A second source familiar with the situation also confirmed that it was likely that the 25% stake transaction would need a separate regulatory approval from the larger deal, in which EdF bought British Energy for GBP 12.4bn. This transaction received regulatory approval from the European competition authorities late last month.
The GBP 2.2bn rights issue was organised by a consortium of seven banks, with Goldman Sachs International, Credit Suisse and UBS Investment Bank, acting as joint book runners and Barclays Capital, BNP Paribas, HSBC and RBS as lead managers.
NH:
that’s from Deal Reporter
NH:
and as we said this morning
NH:
Centrica are being really cagey at the moment
Venture Production (VPC:LSE): Last: 514.00, down 39 (-7.05%), High: 530.00, Low: 450.00, Volume: 2.57m
NH:
which given they were up 23% yesterday
NH:
and the market is lower today
NH:
is a pretty good performance
NH:
and suggests there is no smoke without fire
PM:
Should point out that the equties markets have calmed down somewhat
PM:
Looks like we’ve had a positive influence
PM:
Wall street often goes to sleep during the the middle of the day
PM:
Watch the last half hour tho — to get the real trend
NH:
oh, looks like there has been a big clear out at Dresdner Kleinwort today
NH:
loads of executives resigned following the ComedyBank takeover
NH:
The other committee members are leaving.
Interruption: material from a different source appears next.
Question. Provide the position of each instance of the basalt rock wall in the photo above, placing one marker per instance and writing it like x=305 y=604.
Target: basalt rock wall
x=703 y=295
According to DK’s website they
were:
Chief Executive Stefan Jentzsch;
Jens-Peter Neumann, head of capital markets and head of equity and credit
derivatives
Baudouin Croonenberghs, chief operating officer
Alberto Piedra, head of global banking
Mergers and acquisitions (M&A) specialist John McIntyre, head of
strategic advisory
Bertrand Pinel, head of global finance
William Fish, head of global loans and transaction services
Martin Newson, head of hedge fund solutions and head of global equities
Thomas Roeder, head of principal investments
Mike Adams, head of emerging markets
Eddie Listorti, head of fixed income, currencies and commodities (FICC)
Stefan Guetter, head of global distribution
Colin Phillips, head of research
NH:
in fact, all but one of the executive committe that ran the bank has gone
PM:
Now — we are going to finish up now
PM:
But before we do — some people were interested in Albert Edwards this morning
PM:
Sam was saying earlier that it was the scariest thing he’d read in ages
SMI:
Edwards is terrifying
PM:
terrifying — and hugely entertaining — all at once
PM:
Thanks for joining us this afternoon
NH:
and just to say we are planning more afternoon sessions like this, to link in with US economic data, corporate results, etc
PM:
yes — first one with Neil and Stacy next Tuesday
PM:
Ive booked my ticket as a reader/commenter below
SMI:
Our Inauguration and inaugural session
NH:
and readers, this session was completely live and unscripted. we dont pre can everything
PM:
Also — anyone who wants adding to the email alert list for unscheduled Market Live session — drop us a mail at alphaville@ft.com
PM:
And we will put you on the list
PM:
Re the dinner comments below — we had Roubini along to our Webby dinner in New York
PM:
The guy is extremely good company
NH:
not sure Taleb would be a bundle of fun
SMI:
I saty between him and Andrew Betts. Very entertaining evening
PM:
Anyway — we should let people get on with some proper work
NH:
looks like it will settle around 75 points lower at 4,105
NH:
and look at Smug Bank
SMI:
Dow at 8066.65 -133.49 (-1.63%)
NH:
and look at Smug Bank
NH:
does not look like the PR offensive is working
NH:
in fact it is making things worse
PM:
Stacy — thanks for joining us at short notice — dashing across manhattan
SMI:
In a cab in the snow. V glam, I thought.